Development of an ANN Model to Simulate the Auxiliary Power Generation from an Irrigation Barrage
Author(s) -
P. S. Koshy,
Prince Arulraj G,
J. Brema
Publication year - 2019
Publication title -
international journal of engineering and advanced technology
Language(s) - English
Resource type - Journals
ISSN - 2249-8958
DOI - 10.35940/ijeat.a9469.109119
Subject(s) - irrigation , electricity generation , environmental science , hydrology (agriculture) , upstream (networking) , inflow , electric power , hydroelectricity , water resource management , agricultural engineering , engineering , power (physics) , meteorology , electrical engineering , geography , telecommunications , geotechnical engineering , agronomy , physics , quantum mechanics , biology
The aim of this paper is to correlate the auxiliary power generation from an irrigation reservoir with the power generation of its upstream hydro power project in a cascade reservoir system.
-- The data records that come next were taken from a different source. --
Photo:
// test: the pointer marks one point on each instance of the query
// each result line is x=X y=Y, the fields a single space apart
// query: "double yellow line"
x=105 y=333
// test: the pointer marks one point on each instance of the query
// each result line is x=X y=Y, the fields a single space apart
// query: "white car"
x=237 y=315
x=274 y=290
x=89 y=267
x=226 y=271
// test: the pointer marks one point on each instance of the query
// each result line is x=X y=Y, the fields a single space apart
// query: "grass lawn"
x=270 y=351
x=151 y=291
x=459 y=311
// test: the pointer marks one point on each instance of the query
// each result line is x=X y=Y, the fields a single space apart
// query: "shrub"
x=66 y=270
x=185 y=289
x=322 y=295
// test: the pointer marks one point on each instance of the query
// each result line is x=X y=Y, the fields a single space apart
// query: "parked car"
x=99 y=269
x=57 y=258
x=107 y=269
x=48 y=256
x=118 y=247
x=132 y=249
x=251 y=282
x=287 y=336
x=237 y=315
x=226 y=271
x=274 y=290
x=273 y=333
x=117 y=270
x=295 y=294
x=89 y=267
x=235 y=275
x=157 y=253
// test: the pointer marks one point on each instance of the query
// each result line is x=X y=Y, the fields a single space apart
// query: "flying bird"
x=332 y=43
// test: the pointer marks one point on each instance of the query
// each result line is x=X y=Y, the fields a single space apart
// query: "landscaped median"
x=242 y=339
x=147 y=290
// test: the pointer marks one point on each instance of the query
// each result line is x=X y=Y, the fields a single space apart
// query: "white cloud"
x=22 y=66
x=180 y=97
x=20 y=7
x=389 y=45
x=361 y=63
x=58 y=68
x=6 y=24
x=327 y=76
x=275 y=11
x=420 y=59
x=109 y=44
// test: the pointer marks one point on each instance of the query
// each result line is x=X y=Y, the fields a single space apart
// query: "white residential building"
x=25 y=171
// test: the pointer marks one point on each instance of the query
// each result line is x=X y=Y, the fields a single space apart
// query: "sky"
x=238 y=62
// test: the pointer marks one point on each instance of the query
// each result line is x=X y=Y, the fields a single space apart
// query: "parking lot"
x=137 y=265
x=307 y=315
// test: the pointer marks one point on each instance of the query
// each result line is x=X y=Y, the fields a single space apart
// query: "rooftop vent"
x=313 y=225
System considered for the study is the Pamba Basin- Kakkad Hydro Power Project and Maniyar Reservoir of Pamba Irrigation Project of Kerala State. In a water year from the 1st June to 31st May, irrigation period spans for seven months from November to May in the Irrigation Project. As the water release of the upstream Hydro Electric Plant exceeds the irrigation demand, even during the peak irrigating months of January and February, there is surplus inflow for power generation. A water year is divided to two seasons namely, Irrigation and Non-Irrigation. An Artificial Neural Network (ANN) based model is developed to optimize the power generation using the surplus water and the outputs are compared with the real time data. In the ANN model, the inputs considered are the Generation in units of the upstream Kakkad Hydro Electric Project (Kakkad-HEP), the Rainfall in the catchment and the Irrigation Supply. Spillage from the barrage and the Power Generation in the adjoining Carborandum Universal Madras India Ltd. company’s Small Hydro Electric Project (CUMI-SHEP) is considered as the output. The results obtained shows that the power generation from the ANN model closely matches with the real time data. Analysis is done with the aid of MATLAB ANN tool box.